THE EX: Risky. Given what you say, I don't trust that he'll actually come through, or that there won't be weirdness if he does.

HOTGUY: (Well, now that I've taken them out of order, you know the winner, just like a pageant.) Risky. I would have said go with the gamble if you hadn't told me proms/dances aren't his scene. He might be adorable, quirky, and fun in his element, but will he be that way at prom? You don't want to have to attitude-sit, to have to fun-for-two.

GOODGUY: Since he doesn't know your friends as much, you give up the "fitting in with the memory" factor. But among these three, well, maybe I'm playing it safe, but he is your known quantity... as a Quality Date. Maybe not in with your friends, but down with hanging with them. Also, College Boy for a date?! Arm Candy factor=high. Just promise me this: that it won't be too painful for you that night to Date What You Can't Have. I guess I believe you when you say don't have a thing for him ... but, well, I just had to say it.

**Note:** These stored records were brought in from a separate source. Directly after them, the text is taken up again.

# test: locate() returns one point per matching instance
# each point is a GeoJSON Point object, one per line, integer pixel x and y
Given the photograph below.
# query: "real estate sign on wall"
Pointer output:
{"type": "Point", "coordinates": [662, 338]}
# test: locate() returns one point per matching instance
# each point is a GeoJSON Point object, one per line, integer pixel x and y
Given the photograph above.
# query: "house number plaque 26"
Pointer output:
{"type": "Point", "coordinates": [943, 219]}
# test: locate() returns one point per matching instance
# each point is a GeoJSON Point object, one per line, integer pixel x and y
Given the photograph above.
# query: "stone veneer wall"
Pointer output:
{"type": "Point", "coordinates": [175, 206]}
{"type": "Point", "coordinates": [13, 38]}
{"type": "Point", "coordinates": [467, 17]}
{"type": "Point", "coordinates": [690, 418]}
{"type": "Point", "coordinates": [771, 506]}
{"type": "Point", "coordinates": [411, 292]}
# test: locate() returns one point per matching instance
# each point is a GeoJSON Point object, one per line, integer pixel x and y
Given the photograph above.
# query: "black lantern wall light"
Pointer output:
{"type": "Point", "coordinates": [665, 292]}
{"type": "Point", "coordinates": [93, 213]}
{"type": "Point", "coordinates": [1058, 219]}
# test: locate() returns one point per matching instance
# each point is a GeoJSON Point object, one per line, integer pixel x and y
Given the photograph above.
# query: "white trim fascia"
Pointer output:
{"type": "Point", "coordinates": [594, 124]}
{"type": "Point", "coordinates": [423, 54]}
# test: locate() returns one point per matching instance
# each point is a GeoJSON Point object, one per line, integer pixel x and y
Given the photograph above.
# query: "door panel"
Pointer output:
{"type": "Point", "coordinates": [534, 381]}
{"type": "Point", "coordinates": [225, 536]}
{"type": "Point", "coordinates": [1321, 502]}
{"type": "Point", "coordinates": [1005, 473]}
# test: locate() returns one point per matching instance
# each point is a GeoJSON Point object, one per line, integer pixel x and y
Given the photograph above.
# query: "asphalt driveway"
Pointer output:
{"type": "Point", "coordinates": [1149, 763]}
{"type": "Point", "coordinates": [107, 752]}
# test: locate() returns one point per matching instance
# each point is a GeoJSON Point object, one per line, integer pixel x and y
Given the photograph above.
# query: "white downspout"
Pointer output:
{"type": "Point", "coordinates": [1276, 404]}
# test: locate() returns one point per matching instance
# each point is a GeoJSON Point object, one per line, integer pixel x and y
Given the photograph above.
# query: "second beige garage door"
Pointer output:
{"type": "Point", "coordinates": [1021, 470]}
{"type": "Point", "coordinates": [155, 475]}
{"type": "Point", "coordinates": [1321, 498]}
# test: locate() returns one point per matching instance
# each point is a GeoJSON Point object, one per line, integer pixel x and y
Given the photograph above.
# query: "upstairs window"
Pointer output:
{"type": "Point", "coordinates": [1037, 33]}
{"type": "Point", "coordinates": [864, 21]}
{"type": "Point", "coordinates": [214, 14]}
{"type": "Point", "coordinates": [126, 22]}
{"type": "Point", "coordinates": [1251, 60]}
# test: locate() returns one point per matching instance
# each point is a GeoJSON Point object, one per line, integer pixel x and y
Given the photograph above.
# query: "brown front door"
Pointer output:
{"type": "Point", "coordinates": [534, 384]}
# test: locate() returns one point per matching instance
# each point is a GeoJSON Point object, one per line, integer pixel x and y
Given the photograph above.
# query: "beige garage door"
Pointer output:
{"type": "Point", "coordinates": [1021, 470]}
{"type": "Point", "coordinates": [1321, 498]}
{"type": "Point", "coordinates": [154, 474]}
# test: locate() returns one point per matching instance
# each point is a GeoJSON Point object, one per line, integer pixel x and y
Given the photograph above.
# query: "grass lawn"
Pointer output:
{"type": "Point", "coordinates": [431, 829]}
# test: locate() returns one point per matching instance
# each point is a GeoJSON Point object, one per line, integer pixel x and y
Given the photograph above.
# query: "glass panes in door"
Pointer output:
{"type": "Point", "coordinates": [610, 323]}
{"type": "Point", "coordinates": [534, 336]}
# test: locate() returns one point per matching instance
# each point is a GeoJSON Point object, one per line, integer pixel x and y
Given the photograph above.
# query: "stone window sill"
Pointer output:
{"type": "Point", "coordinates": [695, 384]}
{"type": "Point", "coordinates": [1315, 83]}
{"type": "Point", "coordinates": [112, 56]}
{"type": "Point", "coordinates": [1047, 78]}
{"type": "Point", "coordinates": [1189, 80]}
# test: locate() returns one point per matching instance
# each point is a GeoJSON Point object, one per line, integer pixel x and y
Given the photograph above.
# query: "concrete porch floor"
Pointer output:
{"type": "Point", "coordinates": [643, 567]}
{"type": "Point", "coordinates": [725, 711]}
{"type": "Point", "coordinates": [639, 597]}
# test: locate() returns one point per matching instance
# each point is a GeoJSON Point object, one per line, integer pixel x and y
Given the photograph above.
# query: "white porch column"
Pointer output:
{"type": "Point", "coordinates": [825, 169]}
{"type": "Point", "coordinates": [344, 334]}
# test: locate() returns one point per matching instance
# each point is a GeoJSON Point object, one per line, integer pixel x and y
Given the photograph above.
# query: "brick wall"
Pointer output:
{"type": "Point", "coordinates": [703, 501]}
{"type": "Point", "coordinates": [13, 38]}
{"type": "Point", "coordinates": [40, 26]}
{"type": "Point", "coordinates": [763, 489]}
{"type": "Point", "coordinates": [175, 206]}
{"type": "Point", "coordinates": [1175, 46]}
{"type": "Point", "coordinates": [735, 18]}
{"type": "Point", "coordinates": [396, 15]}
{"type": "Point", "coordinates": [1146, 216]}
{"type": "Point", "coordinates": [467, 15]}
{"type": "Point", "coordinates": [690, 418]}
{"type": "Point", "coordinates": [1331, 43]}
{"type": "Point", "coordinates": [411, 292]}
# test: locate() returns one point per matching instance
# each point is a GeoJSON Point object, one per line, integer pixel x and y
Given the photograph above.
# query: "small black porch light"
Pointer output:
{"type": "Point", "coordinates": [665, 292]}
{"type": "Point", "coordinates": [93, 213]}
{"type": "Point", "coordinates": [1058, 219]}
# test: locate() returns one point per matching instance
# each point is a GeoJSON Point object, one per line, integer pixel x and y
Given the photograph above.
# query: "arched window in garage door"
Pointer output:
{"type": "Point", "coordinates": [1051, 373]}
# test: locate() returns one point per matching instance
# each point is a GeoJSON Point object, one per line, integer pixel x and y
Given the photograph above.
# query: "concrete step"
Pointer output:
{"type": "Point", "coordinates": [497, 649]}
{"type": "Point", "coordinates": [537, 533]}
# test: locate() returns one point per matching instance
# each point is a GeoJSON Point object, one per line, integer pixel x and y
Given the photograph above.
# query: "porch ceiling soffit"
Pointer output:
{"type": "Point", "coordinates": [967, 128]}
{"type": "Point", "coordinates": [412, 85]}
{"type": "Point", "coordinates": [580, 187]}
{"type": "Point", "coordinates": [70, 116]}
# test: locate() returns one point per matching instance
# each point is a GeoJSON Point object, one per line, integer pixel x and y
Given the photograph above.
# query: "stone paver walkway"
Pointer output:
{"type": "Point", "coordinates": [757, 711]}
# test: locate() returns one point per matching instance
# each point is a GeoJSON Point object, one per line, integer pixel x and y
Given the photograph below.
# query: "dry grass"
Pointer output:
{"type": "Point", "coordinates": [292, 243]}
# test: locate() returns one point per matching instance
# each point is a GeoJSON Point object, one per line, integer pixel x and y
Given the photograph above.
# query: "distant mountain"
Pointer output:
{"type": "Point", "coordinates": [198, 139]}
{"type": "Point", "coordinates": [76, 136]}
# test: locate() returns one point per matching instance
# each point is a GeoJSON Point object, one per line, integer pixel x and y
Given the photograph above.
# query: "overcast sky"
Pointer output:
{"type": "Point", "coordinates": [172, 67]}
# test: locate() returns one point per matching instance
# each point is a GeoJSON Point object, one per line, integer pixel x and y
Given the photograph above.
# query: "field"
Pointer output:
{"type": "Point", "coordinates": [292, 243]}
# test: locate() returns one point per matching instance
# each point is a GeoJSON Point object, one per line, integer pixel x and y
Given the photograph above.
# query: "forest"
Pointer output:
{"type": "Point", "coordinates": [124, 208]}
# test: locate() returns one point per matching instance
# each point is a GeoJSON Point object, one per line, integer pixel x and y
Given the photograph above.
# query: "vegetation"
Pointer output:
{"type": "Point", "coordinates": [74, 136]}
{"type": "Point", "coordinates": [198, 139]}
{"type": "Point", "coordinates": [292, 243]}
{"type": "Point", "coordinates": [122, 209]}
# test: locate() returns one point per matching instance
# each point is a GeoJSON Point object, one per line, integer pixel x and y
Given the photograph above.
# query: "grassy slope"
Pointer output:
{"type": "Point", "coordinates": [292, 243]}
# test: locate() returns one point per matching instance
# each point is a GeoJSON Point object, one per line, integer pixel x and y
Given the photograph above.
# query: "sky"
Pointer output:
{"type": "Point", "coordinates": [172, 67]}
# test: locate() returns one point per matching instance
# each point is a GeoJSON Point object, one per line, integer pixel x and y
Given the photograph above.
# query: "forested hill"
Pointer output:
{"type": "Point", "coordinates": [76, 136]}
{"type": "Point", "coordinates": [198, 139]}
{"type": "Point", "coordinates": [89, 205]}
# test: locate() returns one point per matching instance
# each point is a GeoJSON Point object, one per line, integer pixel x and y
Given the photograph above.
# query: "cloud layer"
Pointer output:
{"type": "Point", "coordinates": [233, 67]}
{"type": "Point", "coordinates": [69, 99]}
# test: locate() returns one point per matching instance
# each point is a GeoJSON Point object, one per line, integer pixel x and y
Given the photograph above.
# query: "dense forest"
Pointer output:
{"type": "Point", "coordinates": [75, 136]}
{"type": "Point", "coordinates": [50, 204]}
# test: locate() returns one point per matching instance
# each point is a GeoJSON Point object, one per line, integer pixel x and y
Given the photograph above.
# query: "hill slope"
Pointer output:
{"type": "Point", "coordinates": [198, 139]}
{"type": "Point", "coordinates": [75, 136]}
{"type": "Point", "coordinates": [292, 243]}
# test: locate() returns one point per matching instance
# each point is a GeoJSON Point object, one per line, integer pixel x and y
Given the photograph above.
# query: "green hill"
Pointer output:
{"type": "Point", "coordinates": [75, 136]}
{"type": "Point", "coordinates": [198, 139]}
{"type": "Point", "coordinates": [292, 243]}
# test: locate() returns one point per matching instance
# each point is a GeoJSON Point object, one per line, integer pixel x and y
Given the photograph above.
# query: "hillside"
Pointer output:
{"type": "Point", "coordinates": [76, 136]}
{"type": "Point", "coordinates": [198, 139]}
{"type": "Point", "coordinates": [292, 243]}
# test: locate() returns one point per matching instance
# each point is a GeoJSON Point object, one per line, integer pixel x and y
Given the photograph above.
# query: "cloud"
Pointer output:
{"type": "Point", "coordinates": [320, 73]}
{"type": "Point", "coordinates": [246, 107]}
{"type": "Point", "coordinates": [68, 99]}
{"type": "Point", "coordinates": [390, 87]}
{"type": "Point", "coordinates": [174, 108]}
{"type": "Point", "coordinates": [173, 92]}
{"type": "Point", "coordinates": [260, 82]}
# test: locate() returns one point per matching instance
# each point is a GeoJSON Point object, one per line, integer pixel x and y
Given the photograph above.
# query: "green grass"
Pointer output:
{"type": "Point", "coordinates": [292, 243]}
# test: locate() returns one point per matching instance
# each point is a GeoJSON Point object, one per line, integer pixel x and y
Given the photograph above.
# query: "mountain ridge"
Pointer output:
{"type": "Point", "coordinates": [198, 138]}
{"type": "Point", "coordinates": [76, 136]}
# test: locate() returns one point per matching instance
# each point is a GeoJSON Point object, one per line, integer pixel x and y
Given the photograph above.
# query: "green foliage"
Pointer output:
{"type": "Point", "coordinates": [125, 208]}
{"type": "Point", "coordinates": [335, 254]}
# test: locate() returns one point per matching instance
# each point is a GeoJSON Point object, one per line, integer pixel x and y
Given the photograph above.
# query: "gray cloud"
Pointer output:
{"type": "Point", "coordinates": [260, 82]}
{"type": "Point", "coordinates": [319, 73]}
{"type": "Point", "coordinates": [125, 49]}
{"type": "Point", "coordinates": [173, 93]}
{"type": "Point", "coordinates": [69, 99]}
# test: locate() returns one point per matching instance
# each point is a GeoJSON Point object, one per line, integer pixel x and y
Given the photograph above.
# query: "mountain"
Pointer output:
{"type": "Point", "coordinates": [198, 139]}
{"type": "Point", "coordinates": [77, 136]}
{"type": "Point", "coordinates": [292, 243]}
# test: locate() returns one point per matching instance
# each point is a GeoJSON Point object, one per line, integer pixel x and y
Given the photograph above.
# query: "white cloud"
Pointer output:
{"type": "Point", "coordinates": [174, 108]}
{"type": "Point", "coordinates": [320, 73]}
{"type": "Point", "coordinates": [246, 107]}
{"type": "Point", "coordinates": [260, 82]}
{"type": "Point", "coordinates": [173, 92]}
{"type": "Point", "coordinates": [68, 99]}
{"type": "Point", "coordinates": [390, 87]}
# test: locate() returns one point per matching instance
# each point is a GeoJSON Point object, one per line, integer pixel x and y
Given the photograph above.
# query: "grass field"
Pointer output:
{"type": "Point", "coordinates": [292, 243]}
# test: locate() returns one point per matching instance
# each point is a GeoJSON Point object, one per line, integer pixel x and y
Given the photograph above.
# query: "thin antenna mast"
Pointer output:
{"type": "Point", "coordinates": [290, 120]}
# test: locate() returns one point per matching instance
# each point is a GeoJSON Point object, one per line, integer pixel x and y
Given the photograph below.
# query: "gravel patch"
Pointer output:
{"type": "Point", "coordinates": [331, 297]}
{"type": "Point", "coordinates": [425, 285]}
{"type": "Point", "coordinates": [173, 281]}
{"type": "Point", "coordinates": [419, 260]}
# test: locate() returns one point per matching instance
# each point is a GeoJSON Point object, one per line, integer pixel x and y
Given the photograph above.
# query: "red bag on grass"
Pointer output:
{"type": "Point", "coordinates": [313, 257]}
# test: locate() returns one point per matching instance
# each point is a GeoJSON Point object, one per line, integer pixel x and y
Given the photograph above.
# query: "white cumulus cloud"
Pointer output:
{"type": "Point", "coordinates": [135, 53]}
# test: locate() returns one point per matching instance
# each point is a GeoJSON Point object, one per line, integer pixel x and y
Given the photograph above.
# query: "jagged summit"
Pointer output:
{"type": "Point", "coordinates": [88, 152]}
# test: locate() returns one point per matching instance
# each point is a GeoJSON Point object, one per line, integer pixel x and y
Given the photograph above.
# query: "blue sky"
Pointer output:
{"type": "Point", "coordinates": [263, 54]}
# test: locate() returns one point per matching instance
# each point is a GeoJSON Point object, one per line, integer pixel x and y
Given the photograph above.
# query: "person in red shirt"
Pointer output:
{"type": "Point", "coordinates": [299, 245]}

Anyway, it's pretty clear to that you're already going with RIGHTATTITUDE. Have a ball!

Love,
Breakup Girl

PS You don't need to fumble for a reason to say "no " to someone (say, ADMIRER). A simple warm, "Oh thanks so much ... but I'm going to say no thanks..." (followed by, admittedly, a brief awkward silence), is really fine. It's just an invitation; a "no" does not require an explanation.